Supermarket Income REIT (LON:SUPR – Get Free Report) had its target price decreased by equities researchers at The Goldman Sachs Group from GBX 93 to GBX 88 in a report released on Monday,London Stock Exchange reports. The brokerage presently has a “neutral” rating on the stock. The Goldman Sachs Group’s price target points to a potential upside of 11.68% from the stock’s current price.
Separately, Stifel Nicolaus reissued a “buy” rating and issued a GBX 95 price target on shares of Supermarket Income REIT in a research note on Wednesday, March 11th. Two analysts have rated the stock with a Buy rating and two have issued a Hold rating to the company. Based on data from MarketBeat, Supermarket Income REIT has an average rating of “Moderate Buy” and an average price target of GBX 86.25.
View Our Latest Stock Analysis on Supermarket Income REIT
Supermarket Income REIT Trading Up 0.8%
Supermarket Income REIT (LON:SUPR – Get Free Report) last announced its quarterly earnings data on Wednesday, March 11th. The company reported GBX 2.70 earnings per share (EPS) for the quarter. Supermarket Income REIT had a return on equity of 5.56% and a net margin of 54.91%. Research analysts predict that Supermarket Income REIT will post 6.0284281 earnings per share for the current year.
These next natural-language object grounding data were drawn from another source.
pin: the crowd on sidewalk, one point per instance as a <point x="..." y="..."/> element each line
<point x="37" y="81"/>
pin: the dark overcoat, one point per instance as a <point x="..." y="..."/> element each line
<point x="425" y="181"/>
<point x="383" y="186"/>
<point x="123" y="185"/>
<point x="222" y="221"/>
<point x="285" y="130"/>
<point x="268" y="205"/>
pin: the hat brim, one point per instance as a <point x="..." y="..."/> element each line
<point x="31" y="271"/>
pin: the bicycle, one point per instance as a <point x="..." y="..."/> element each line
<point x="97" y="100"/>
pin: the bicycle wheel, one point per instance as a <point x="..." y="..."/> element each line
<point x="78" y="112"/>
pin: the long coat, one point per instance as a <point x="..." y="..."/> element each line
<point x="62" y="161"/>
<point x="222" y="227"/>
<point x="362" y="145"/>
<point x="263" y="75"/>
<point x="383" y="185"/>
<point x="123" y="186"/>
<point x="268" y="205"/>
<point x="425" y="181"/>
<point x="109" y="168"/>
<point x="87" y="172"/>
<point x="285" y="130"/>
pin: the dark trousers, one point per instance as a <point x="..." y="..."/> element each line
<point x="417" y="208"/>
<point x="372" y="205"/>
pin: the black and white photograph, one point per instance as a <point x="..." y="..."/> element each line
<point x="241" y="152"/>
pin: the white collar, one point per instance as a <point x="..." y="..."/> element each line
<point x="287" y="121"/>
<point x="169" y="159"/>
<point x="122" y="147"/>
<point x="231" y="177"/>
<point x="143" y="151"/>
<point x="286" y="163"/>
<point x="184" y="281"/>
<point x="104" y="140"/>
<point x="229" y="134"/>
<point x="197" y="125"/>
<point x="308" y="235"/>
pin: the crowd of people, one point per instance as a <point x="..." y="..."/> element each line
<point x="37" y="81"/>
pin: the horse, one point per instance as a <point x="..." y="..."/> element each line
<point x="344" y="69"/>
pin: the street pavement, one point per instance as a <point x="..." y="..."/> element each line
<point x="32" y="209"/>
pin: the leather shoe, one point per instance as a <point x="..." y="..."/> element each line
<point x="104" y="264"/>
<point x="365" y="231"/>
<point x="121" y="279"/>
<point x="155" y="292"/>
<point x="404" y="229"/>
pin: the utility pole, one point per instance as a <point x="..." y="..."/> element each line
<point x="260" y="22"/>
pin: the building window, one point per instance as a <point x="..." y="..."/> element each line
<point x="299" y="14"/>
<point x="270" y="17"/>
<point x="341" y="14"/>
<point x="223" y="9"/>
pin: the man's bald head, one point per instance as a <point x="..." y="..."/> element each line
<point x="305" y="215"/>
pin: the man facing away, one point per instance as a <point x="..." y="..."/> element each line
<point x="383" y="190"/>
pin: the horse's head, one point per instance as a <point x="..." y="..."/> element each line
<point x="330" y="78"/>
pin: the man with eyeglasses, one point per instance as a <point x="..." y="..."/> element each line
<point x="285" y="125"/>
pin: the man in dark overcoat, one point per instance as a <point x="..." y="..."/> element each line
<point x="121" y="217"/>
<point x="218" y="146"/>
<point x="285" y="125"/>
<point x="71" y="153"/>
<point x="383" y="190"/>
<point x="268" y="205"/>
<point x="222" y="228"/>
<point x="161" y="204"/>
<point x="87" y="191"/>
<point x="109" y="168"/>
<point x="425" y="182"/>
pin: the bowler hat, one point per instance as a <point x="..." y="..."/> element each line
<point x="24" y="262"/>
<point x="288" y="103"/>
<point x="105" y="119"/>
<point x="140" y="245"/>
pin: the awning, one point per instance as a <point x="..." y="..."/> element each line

Insider Buying and Selling
In other news, insider Frances Davies bought 30,000 shares of the business’s stock in a transaction that occurred on Friday, March 13th. The shares were bought at an average cost of GBX 84 per share, for a total transaction of £25,200. Also, insider Sapna Shah purchased 47,380 shares of Supermarket Income REIT stock in a transaction that occurred on Thursday, March 19th. The stock was acquired at an average cost of GBX 84 per share, with a total value of £39,799.20. Insiders have bought 95,280 shares of company stock worth $8,003,520 over the last ninety days. 0.22% of the stock is owned by insiders.
About Supermarket Income REIT
Supermarket Income REIT plc (LSE: SUPR, JSE: SRI), a FTSE 250 company, is the only LSE listed company dedicated to investing in grocery properties which are an essential part of national food infrastructure. The Company focuses on grocery stores which are predominantly omnichannel, fulfilling online and in-person sales and are let to leading supermarket operators in the UK and Europe.
The Company’s properties earn long-dated, secure, inflation-linked, growing income. SUPR targets a progressive dividend and the potential for long term capital growth.